Stuxnet is one of only a few cases of actual cyber warfare with intent to damage physical systems, says Martin Libicki, senior management scientist at the RAND Corp., a government advisory think tank. He says cyber war is different in many ways, and a lot of it depends on the vulnerabilities of the target and the organization's ability to respond.
“Cycle times are short for cyber attacks if the attacks are noticed early,” he says. “Often, it takes a long time between when espionage starts and when it is discovered.”
On the other hand, a good example of mitigation and containment through fast response time is the March 2011 exfiltration of RSA SecurID code.

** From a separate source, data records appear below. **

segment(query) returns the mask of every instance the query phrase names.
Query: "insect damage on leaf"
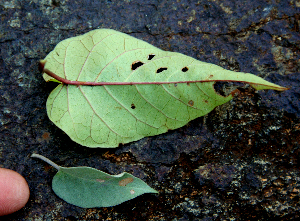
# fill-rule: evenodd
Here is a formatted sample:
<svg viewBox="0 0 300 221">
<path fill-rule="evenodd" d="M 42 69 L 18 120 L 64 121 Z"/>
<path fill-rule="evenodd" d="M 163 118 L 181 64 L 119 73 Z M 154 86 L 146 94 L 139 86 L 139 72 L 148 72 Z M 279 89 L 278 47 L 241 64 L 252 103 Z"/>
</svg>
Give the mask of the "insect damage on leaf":
<svg viewBox="0 0 300 221">
<path fill-rule="evenodd" d="M 54 166 L 53 191 L 66 202 L 83 208 L 109 207 L 131 200 L 144 193 L 158 193 L 144 181 L 129 173 L 110 175 L 91 167 L 61 167 L 39 154 Z"/>
<path fill-rule="evenodd" d="M 119 181 L 119 186 L 126 186 L 128 183 L 132 183 L 132 182 L 133 182 L 132 177 L 125 178 L 125 179 Z"/>
<path fill-rule="evenodd" d="M 287 89 L 109 29 L 60 42 L 41 69 L 46 81 L 61 83 L 47 100 L 50 120 L 88 147 L 117 147 L 186 125 L 232 99 L 218 94 L 215 82 Z"/>
</svg>

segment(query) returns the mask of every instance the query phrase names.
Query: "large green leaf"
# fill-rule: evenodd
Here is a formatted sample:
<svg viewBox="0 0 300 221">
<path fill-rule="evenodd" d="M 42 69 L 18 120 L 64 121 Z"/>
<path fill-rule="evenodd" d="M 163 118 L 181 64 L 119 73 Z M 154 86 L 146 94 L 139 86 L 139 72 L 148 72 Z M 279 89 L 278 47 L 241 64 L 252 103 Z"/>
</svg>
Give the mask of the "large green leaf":
<svg viewBox="0 0 300 221">
<path fill-rule="evenodd" d="M 108 29 L 60 42 L 41 64 L 46 81 L 62 82 L 47 100 L 49 118 L 88 147 L 117 147 L 184 126 L 232 99 L 215 92 L 216 81 L 286 89 Z"/>
<path fill-rule="evenodd" d="M 83 208 L 110 207 L 144 193 L 158 193 L 129 173 L 110 175 L 91 167 L 61 167 L 39 154 L 58 172 L 53 177 L 53 191 L 66 202 Z"/>
</svg>

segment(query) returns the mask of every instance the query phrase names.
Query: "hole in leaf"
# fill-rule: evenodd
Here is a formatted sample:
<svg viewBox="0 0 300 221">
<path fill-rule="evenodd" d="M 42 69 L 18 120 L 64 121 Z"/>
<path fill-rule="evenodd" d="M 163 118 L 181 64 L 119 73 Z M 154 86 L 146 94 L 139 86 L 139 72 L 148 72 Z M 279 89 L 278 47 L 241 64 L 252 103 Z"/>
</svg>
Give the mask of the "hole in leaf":
<svg viewBox="0 0 300 221">
<path fill-rule="evenodd" d="M 143 62 L 141 62 L 141 61 L 135 61 L 135 62 L 133 62 L 132 63 L 132 65 L 131 65 L 131 70 L 135 70 L 135 69 L 137 69 L 138 67 L 140 67 L 140 66 L 142 66 L 144 63 Z"/>
<path fill-rule="evenodd" d="M 193 100 L 190 100 L 190 101 L 188 102 L 188 104 L 192 107 L 192 106 L 194 106 L 194 101 L 193 101 Z"/>
<path fill-rule="evenodd" d="M 188 70 L 189 70 L 188 67 L 184 67 L 181 69 L 182 72 L 187 72 Z"/>
<path fill-rule="evenodd" d="M 166 71 L 166 70 L 168 70 L 168 68 L 165 68 L 165 67 L 163 67 L 163 68 L 158 68 L 158 69 L 156 70 L 156 73 L 161 73 L 161 72 Z"/>
<path fill-rule="evenodd" d="M 132 183 L 133 182 L 133 178 L 132 177 L 128 177 L 125 178 L 123 180 L 119 181 L 119 186 L 126 186 L 128 183 Z"/>
<path fill-rule="evenodd" d="M 149 54 L 148 55 L 148 60 L 150 61 L 152 58 L 154 58 L 155 57 L 155 54 Z"/>
</svg>

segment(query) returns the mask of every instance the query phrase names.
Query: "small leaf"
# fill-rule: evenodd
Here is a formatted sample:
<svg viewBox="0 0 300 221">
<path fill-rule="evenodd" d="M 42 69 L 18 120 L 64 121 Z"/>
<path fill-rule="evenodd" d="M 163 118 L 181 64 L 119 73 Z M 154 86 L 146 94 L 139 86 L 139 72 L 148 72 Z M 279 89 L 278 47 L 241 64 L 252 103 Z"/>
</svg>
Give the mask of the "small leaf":
<svg viewBox="0 0 300 221">
<path fill-rule="evenodd" d="M 110 175 L 91 167 L 61 167 L 32 154 L 58 169 L 52 180 L 53 191 L 66 202 L 83 208 L 110 207 L 144 193 L 158 193 L 129 173 Z"/>
<path fill-rule="evenodd" d="M 287 89 L 109 29 L 60 42 L 41 69 L 46 81 L 61 82 L 47 100 L 50 120 L 88 147 L 117 147 L 206 115 L 232 99 L 215 82 Z"/>
</svg>

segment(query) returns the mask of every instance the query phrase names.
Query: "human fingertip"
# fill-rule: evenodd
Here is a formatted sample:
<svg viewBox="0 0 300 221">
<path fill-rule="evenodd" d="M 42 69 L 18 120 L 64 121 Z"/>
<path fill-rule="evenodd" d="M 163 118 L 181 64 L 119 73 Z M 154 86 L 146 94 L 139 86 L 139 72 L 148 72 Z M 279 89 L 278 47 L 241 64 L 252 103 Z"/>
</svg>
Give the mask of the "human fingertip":
<svg viewBox="0 0 300 221">
<path fill-rule="evenodd" d="M 28 202 L 28 184 L 13 170 L 0 168 L 0 190 L 0 216 L 14 213 Z"/>
</svg>

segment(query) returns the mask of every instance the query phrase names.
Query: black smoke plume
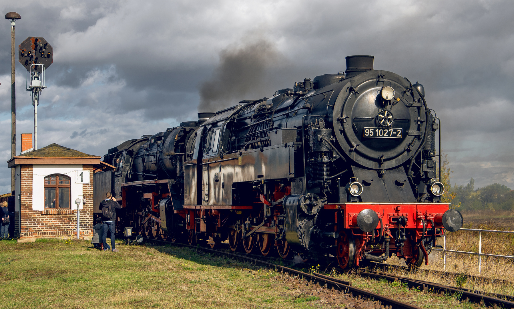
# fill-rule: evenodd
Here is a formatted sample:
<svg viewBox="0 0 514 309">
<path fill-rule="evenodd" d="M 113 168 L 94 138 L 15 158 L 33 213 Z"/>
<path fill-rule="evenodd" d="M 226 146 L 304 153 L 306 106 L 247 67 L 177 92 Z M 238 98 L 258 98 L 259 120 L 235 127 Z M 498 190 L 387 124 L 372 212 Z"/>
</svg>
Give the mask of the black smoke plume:
<svg viewBox="0 0 514 309">
<path fill-rule="evenodd" d="M 219 56 L 212 77 L 199 87 L 199 112 L 216 112 L 250 98 L 244 97 L 263 88 L 267 69 L 277 63 L 281 54 L 272 42 L 261 39 L 225 49 Z"/>
</svg>

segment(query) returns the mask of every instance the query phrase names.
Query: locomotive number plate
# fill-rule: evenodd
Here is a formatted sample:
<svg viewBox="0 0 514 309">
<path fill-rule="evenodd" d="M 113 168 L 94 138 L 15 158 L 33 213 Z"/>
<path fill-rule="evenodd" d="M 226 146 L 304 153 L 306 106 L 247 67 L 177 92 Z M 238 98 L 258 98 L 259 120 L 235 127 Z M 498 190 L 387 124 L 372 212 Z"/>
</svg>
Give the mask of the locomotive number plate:
<svg viewBox="0 0 514 309">
<path fill-rule="evenodd" d="M 364 137 L 385 137 L 401 138 L 403 131 L 401 128 L 364 128 Z"/>
</svg>

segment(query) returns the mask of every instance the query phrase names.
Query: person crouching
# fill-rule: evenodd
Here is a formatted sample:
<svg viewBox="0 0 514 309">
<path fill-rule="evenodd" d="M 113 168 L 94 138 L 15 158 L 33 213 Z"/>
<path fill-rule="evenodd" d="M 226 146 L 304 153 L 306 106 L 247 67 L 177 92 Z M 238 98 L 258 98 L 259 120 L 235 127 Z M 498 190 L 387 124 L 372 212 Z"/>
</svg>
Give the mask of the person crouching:
<svg viewBox="0 0 514 309">
<path fill-rule="evenodd" d="M 102 219 L 98 217 L 96 220 L 97 224 L 93 226 L 93 238 L 91 240 L 91 243 L 95 246 L 95 249 L 103 249 L 103 243 L 100 241 L 101 237 L 103 237 L 103 224 L 102 223 Z M 107 245 L 107 249 L 111 249 L 108 244 Z"/>
</svg>

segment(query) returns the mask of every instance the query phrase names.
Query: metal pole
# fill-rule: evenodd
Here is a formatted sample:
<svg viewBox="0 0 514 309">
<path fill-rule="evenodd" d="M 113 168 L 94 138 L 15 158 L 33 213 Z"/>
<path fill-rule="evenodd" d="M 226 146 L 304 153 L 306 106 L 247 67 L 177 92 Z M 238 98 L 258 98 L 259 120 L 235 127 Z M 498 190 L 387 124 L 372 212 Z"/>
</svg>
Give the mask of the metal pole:
<svg viewBox="0 0 514 309">
<path fill-rule="evenodd" d="M 80 209 L 77 205 L 77 239 L 80 239 Z"/>
<path fill-rule="evenodd" d="M 446 233 L 443 237 L 443 269 L 446 269 Z"/>
<path fill-rule="evenodd" d="M 38 149 L 38 105 L 39 104 L 39 91 L 34 92 L 34 150 Z"/>
<path fill-rule="evenodd" d="M 482 267 L 482 231 L 479 232 L 479 275 Z"/>
<path fill-rule="evenodd" d="M 16 155 L 16 62 L 14 60 L 14 20 L 11 21 L 11 157 Z M 11 169 L 11 191 L 14 190 L 14 168 Z"/>
</svg>

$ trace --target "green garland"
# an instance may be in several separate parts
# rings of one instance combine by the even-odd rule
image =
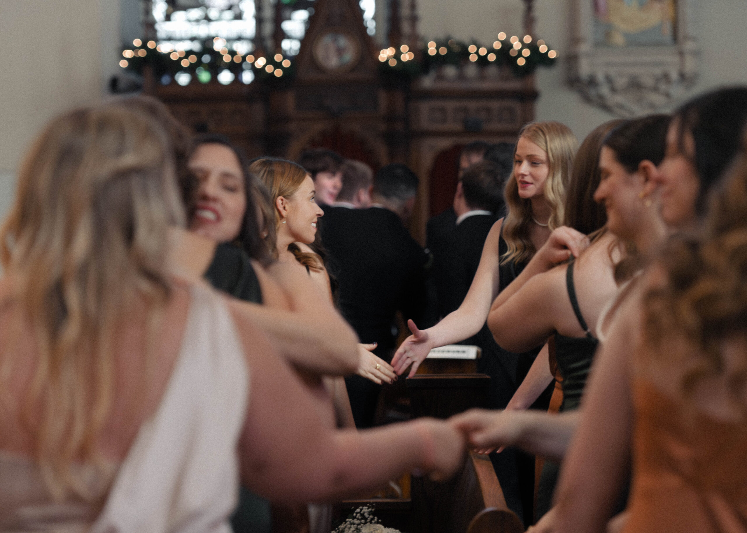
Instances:
[[[379,56],[379,73],[385,84],[400,85],[445,65],[458,66],[471,62],[486,66],[495,63],[507,66],[514,75],[523,77],[533,73],[538,66],[552,66],[555,63],[557,53],[551,50],[547,43],[542,40],[525,40],[529,42],[515,37],[507,39],[505,34],[500,34],[498,40],[490,46],[483,46],[477,41],[464,43],[447,37],[424,43],[417,55],[406,45],[399,50],[385,49]],[[120,66],[140,75],[146,66],[149,66],[153,75],[162,83],[169,83],[178,79],[180,74],[187,73],[190,83],[207,84],[220,80],[220,76],[230,79],[229,83],[241,83],[241,77],[247,76],[277,88],[288,86],[296,76],[295,62],[281,54],[241,55],[229,51],[226,48],[226,41],[217,37],[204,44],[199,52],[179,52],[157,47],[154,41],[143,44],[136,39],[133,49],[123,51]],[[226,71],[233,77],[226,76]],[[247,71],[252,75],[245,74]]]
[[[228,50],[225,44],[222,49],[215,50],[215,40],[205,41],[203,49],[199,52],[179,52],[156,47],[154,41],[143,45],[140,39],[136,39],[133,42],[134,48],[123,51],[123,59],[120,66],[141,75],[146,66],[149,66],[153,75],[162,83],[170,83],[179,74],[187,73],[191,76],[190,83],[207,84],[220,79],[219,76],[226,70],[233,75],[229,83],[241,83],[241,77],[247,71],[253,74],[252,80],[273,86],[287,85],[295,78],[295,64],[290,57],[280,54],[241,55]],[[281,72],[279,76],[276,74],[278,71]]]

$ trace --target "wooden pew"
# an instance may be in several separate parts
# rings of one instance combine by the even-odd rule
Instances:
[[[418,374],[407,380],[412,417],[445,419],[484,407],[489,376],[485,374]],[[524,531],[506,505],[490,459],[470,453],[451,479],[412,482],[413,531],[419,533],[482,533]]]

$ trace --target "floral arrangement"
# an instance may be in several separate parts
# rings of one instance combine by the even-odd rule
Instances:
[[[385,528],[373,513],[373,507],[359,507],[332,533],[400,533],[397,529]]]

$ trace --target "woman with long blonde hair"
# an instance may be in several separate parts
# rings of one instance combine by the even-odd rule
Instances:
[[[226,532],[240,470],[291,502],[456,470],[442,423],[330,429],[250,321],[172,273],[184,219],[164,134],[123,107],[28,153],[1,231],[0,529]]]
[[[508,214],[490,230],[467,296],[433,328],[421,331],[409,322],[413,334],[392,360],[397,374],[410,367],[414,375],[432,349],[463,340],[483,327],[493,299],[562,225],[577,144],[573,132],[560,122],[531,122],[521,128],[506,184]]]

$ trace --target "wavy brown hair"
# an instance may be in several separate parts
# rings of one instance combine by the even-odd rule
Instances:
[[[565,218],[565,187],[571,179],[571,163],[578,141],[568,126],[556,122],[530,122],[519,132],[518,138],[521,137],[534,143],[548,155],[549,168],[544,194],[551,209],[549,227],[554,230],[562,225]],[[508,214],[503,220],[503,235],[508,245],[508,251],[503,255],[500,262],[519,263],[528,260],[536,250],[530,239],[531,200],[518,196],[518,184],[515,172],[511,172],[506,182],[503,196]]]
[[[278,158],[255,159],[252,162],[249,170],[256,175],[270,191],[270,208],[275,213],[275,228],[277,230],[280,227],[282,219],[279,211],[275,206],[275,202],[280,196],[284,198],[293,196],[309,174],[298,163]],[[276,236],[273,246],[276,251]],[[304,266],[317,271],[324,268],[324,261],[318,254],[304,252],[295,243],[292,243],[288,249],[295,256],[296,260]]]
[[[736,364],[724,358],[725,340],[747,337],[747,146],[712,189],[706,228],[672,239],[656,264],[666,282],[644,296],[644,332],[652,358],[687,365],[681,382],[686,397],[711,376],[725,376],[728,392],[747,417],[747,353]],[[684,340],[690,353],[669,348]]]
[[[168,300],[167,228],[185,222],[173,158],[154,122],[113,105],[53,120],[21,167],[0,258],[37,346],[22,416],[57,498],[93,497],[72,465],[102,464],[118,325],[135,302],[152,318]],[[0,355],[5,390],[17,342]]]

The attack had only been in the network for days when EMC's security team discovered the compromise and took action.
The attack started with reconnaissance and information gathering that led to a targeted spear phishing attack on an RSA-EMC employee who thought that, when he clicked a link, he was responding to a legitimate business partner.
RSA never directly attributed the attack to anyone in particular, but publicly stated that the attack had all the signs of a nation-state incursion. Its disclosure led many organizations to implement compensating controls recommended by RSA and replace existing tokens with new SecurID tokens.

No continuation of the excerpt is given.